Sometimes users of GOV.UK feel that we haven’t given them the best experience or told them what they need to know. We want to learn from those users so every GOV.UK page has a small form for users to tell us if and when something’s gone wrong.
Why comments are useful
The information users provide can help us understand both specific GOV.UK page issues and broader problems with whole services or types of service. We collect each comment at a page level, so that it is easy to see the history of what users have said about any one page.
So a user might comment that they couldn’t find a piece of information on a page where they expected it. If this were just one comment then we can make a call on whether changes are needed. However if there is a series of comments then this could be symptomatic of a bigger problem.
How we can analyse comments
We have previously blogged on using sentiment analysis to spot problems. We could extend this to define the 8 primary emotions of joy, trust, fear, surprise, sadness, disgust, anger, and anticipation. However, when users give purely negative feedback (i.e. if something is wrong), then the emotional range is more limited and so does not tell us as much about what users think is going wrong.
In this situation, and to understand the types of common issues users are highlighting, we can use topic modelling.
Finding hidden topics in comments
The idea of topic modelling is that each document, or each paragraph in a document, in a collection contains a mixture of topics. These topics are generated by the statistical characteristics of words within the document compared to the words in the entire collection. One topic may dominate a document or it may appear to be a mixture of many different topics. Each document is viewed as a ‘bag of words’ where word location is unimportant - it is the frequency of those words that matters.
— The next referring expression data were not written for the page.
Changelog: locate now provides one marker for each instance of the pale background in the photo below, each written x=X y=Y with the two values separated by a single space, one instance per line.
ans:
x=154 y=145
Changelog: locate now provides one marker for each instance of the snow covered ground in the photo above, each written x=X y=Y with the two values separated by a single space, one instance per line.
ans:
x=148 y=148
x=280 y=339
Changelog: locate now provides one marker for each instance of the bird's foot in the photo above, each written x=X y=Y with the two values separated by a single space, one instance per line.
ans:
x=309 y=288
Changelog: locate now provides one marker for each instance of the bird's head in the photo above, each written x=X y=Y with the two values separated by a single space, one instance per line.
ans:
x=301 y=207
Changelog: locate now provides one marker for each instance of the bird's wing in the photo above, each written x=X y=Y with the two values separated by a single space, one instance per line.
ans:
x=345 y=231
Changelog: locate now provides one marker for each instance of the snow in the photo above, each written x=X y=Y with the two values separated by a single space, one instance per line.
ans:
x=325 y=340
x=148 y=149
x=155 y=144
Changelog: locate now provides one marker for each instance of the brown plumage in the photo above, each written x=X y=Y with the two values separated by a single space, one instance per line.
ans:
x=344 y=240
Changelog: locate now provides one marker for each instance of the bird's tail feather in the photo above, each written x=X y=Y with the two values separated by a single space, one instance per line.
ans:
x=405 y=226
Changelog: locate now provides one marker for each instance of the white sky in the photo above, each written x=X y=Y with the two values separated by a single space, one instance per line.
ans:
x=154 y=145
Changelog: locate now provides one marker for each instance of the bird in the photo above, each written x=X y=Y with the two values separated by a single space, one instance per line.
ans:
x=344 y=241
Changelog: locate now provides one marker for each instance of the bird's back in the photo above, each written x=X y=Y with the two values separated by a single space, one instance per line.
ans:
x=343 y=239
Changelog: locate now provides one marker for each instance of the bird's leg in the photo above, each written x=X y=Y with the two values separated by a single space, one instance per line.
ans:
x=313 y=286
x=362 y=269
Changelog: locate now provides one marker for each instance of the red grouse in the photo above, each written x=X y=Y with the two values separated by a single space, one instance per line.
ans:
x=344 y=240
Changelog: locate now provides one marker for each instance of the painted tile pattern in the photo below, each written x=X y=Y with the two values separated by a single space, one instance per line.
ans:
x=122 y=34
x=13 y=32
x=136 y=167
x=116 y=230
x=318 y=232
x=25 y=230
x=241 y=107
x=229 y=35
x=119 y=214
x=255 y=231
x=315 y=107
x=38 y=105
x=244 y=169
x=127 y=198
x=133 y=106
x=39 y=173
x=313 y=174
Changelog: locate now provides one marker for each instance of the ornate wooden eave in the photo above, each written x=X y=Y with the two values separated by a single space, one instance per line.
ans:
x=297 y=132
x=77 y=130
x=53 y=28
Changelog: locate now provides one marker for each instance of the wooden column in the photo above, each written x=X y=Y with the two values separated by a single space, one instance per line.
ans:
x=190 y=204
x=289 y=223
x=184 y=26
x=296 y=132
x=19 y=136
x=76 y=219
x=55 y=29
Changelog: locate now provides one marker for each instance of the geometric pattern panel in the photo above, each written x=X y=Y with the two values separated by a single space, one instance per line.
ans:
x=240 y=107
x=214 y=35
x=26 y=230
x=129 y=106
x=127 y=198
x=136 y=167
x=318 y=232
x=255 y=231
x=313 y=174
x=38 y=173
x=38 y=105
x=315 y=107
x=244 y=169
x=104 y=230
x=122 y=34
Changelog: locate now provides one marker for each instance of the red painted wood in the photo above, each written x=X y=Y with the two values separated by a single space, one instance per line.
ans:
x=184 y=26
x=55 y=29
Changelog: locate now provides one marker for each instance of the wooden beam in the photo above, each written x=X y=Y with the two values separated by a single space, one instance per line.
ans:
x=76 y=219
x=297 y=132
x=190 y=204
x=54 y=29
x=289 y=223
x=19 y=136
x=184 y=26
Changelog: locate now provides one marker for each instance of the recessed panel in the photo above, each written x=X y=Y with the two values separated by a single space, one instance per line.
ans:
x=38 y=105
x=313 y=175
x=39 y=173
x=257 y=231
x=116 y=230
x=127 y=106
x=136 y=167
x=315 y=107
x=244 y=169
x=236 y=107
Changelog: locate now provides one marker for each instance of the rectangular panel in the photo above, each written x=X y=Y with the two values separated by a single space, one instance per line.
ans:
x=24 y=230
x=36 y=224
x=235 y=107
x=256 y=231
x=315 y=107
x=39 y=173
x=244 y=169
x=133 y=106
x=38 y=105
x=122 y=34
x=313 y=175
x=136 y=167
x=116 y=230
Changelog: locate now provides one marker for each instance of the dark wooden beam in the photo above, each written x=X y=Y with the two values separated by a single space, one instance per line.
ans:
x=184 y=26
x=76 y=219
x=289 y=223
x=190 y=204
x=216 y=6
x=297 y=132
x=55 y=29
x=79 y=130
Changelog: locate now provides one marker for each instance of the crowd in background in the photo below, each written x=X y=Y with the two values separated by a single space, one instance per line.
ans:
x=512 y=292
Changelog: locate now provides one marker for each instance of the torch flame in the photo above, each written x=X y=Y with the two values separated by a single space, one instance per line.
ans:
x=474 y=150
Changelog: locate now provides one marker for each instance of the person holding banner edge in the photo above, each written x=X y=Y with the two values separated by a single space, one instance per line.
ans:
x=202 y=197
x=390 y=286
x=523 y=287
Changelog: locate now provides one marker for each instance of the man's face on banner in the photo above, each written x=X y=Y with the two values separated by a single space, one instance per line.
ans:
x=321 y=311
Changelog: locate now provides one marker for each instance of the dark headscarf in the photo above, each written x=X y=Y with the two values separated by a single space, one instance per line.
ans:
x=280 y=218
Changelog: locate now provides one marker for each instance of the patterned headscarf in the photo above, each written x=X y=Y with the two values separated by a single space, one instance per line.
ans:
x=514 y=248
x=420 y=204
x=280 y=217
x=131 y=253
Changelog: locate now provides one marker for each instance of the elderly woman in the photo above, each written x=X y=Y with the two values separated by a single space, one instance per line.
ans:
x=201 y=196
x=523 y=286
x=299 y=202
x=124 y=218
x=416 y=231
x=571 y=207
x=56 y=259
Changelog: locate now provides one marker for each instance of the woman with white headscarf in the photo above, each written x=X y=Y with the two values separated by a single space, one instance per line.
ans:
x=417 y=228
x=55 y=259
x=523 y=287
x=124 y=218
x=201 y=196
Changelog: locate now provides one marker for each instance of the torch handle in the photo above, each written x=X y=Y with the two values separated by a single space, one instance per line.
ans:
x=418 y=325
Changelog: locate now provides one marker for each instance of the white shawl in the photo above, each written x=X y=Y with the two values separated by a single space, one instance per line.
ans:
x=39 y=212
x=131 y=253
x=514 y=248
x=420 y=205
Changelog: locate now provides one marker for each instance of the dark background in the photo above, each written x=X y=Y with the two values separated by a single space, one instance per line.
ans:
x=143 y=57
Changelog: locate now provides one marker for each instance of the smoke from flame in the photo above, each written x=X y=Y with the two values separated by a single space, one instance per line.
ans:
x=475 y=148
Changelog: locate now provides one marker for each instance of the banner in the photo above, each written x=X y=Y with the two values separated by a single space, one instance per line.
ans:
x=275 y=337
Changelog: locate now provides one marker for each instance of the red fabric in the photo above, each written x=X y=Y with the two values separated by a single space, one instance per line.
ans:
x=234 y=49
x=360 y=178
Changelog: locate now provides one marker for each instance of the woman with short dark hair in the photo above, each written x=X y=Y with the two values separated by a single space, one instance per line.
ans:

We can use a range of techniques to try to understand topics. Commonly used ones include Latent Dirichlet Allocation (LDA), Latent Semantic Indexing (LSI) - also termed Latent Semantic Analysis - and Non-negative Matrix Factorization (NMF). In this blogpost we will look at Latent Dirichlet Allocation.
Processing the data
As with any new dataset some cleaning of the data is needed. In the case of text data, this cleaning includes removal of unhelpfully common words like ‘the’, ‘and’ or ‘of’ (called stopwords), removing punctuation and normalising words by changing them all to lowercase and lemmatising. We can also apply some probabilistic spelling correction to correct minor keying errors like ‘bnefit’ and ’chidl’.
Applying the algorithm
First, we construct a document-term-matrix (DTM). We begin by creating a dictionary of unique words. Using the dictionary we count the number of instances of a term in a document.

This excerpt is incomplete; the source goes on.